Why Your NPS Probably Isn’t Inspiring Anyone

Jul 15, 2020 · 3 min read

This article was originally published December 13th, 2019

I was recently prompted by this excellent white-paper to read Adam Alter, Associate Professor of Marketing at NYC Stern School of Business, on The Psychology of Ignoring a Super-threat. The chaps at CCMC hypothesise — with the help of Alter’s perspective on why climate change, despite the scale of threat, is still a tough sell — that NPS is failing to drive action because though a super-threat may be present in the business, oversimplified non-contextual numbers fail to embolden leadership to act.

They give three possible related reasons:

  1. NPS as an indicator may be too general to capture the attention and imagination of the organization.
  2. NPS may not promote accountability because it’s not tied to specific phases of the customer lifecycle or individual functional areas of the organization.
  3. NPS doesn’t create an economic call to action that is credible to Finance and Marketing.

Lack of context is at the root of all three of these things, as it is for many for climate change. Sure a lonely polar bear on a chunk of ice is a bit sad, but unless that polar bear is about to bite your face off, the threat of climate change can remain abstract.

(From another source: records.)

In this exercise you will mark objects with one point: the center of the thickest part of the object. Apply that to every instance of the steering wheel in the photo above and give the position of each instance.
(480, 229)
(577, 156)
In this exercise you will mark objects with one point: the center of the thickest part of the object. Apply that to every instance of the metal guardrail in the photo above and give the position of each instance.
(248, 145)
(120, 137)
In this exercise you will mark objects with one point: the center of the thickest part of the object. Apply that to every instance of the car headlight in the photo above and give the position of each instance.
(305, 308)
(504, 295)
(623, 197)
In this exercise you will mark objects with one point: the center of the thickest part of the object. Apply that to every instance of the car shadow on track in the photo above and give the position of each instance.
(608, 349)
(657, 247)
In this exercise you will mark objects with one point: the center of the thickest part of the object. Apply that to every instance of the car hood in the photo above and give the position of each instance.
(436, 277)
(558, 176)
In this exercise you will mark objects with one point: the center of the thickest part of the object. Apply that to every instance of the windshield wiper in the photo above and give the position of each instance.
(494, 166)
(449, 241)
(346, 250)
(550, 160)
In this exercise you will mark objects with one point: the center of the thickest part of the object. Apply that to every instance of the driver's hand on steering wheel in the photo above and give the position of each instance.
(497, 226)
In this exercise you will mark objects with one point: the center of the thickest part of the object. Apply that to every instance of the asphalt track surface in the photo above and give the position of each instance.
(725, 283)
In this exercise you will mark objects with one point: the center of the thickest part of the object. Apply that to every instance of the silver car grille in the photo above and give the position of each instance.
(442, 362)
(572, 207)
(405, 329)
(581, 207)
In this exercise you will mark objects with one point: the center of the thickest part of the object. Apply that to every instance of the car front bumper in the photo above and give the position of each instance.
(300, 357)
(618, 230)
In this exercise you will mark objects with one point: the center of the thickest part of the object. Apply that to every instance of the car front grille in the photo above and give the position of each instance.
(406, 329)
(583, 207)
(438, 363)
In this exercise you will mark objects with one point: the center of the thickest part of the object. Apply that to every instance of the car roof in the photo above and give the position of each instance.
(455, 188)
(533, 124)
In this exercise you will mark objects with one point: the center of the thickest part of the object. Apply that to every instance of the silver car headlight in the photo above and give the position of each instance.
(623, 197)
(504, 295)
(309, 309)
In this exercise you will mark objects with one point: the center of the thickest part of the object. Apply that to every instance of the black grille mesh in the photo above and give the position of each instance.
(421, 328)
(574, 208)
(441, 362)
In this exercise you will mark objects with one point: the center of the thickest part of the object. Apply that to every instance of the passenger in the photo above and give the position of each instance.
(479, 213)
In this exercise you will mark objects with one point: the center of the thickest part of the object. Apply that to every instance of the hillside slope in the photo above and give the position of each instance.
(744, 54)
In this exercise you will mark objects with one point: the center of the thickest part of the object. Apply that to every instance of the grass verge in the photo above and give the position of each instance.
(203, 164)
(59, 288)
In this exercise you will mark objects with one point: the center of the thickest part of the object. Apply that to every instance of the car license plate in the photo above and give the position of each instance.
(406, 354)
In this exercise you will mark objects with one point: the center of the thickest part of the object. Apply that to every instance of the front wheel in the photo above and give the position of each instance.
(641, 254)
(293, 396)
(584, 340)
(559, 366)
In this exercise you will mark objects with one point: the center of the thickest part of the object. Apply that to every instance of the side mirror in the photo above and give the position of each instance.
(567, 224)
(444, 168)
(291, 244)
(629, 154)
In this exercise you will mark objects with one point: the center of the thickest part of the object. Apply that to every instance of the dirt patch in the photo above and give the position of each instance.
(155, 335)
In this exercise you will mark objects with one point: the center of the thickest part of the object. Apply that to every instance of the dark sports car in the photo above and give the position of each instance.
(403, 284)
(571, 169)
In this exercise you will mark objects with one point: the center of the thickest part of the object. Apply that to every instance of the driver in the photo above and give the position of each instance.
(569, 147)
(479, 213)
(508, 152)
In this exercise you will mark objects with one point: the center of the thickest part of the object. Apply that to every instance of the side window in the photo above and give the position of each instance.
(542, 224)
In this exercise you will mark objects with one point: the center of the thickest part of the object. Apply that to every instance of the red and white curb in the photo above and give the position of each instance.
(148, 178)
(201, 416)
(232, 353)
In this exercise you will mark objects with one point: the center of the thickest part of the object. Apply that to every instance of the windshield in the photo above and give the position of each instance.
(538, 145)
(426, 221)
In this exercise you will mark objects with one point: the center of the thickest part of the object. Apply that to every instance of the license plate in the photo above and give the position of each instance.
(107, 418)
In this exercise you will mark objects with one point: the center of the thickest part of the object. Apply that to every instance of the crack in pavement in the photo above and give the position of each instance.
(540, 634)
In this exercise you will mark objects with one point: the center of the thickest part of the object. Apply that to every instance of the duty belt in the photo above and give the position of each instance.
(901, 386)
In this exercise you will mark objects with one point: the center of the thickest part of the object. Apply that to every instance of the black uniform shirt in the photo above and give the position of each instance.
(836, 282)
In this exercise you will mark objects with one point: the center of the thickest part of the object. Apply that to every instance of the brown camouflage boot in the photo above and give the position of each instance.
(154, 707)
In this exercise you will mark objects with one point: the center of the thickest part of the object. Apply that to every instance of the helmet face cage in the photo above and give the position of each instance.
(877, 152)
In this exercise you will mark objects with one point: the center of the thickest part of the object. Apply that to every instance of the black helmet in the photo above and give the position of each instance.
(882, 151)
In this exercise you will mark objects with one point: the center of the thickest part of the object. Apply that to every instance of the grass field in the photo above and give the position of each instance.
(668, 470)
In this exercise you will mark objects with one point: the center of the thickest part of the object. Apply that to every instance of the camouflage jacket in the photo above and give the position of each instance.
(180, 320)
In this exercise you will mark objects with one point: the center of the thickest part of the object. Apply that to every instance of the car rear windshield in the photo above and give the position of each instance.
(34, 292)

Context is all, NPS without the context of specific threat or specific opportunity is dangerously abstract.

“Hey Retailer X, your NPS is 52! Last month it was 50. Keep it up. Do you know Retailer Y’s score? If you do, have you any idea to which shopper missions, and in which need-states that applies? Versus your 52? You don’t? Ah well, keep striving to move the needle anyway!”

This is precisely why I made the numbers of Friction/Reward Indexing (FRi) contextual to your competitors. Action comes from both identifying gaps and then having a logical path to follow to close those gaps. NPS doesn’t do this, it is an ‘omnibus’ metric, a number that floats out of any context but it’s own. By stark contrast, FRi has competitive context baked into every number.

If we’re measuring CX, preference, loyalty (all good FRi candidates) then the results must prompt action. You can argue that bad scores in NPS do that and I’d agree with you, but if your NPS is that terrible then you probably have bigger issues. An individual customer’s low NPS is possibly a good indicator that something may be awry, but even then it’s instinctive, rather than data-proven whether a single low score is symptomatic of a wider malaise. We have built FRi to very specifically prompt action and to guide the direction of that action. It’s all context.

At it’s best, NPS sort of mumbles ‘there’s some smoke or something’ and then wanders off like a sulky teenager. Or it sends you a birthday card that reads “here’s to a great year, opportunity is OUT THERE!” but fails to include a map to ‘there’.

It is easier to find treasure if you know where it is. FRi marks multiple x’s on an actionable map. FRi shouts “FIRE” and then leads you to exactly the thing that is burning so you can either put it out or cook delicious steaks on it.

Omnibus numbers such as NPS are letting you down, that’s why FRi had to exist and why we need to look at the impact of both metrics on your business and customers.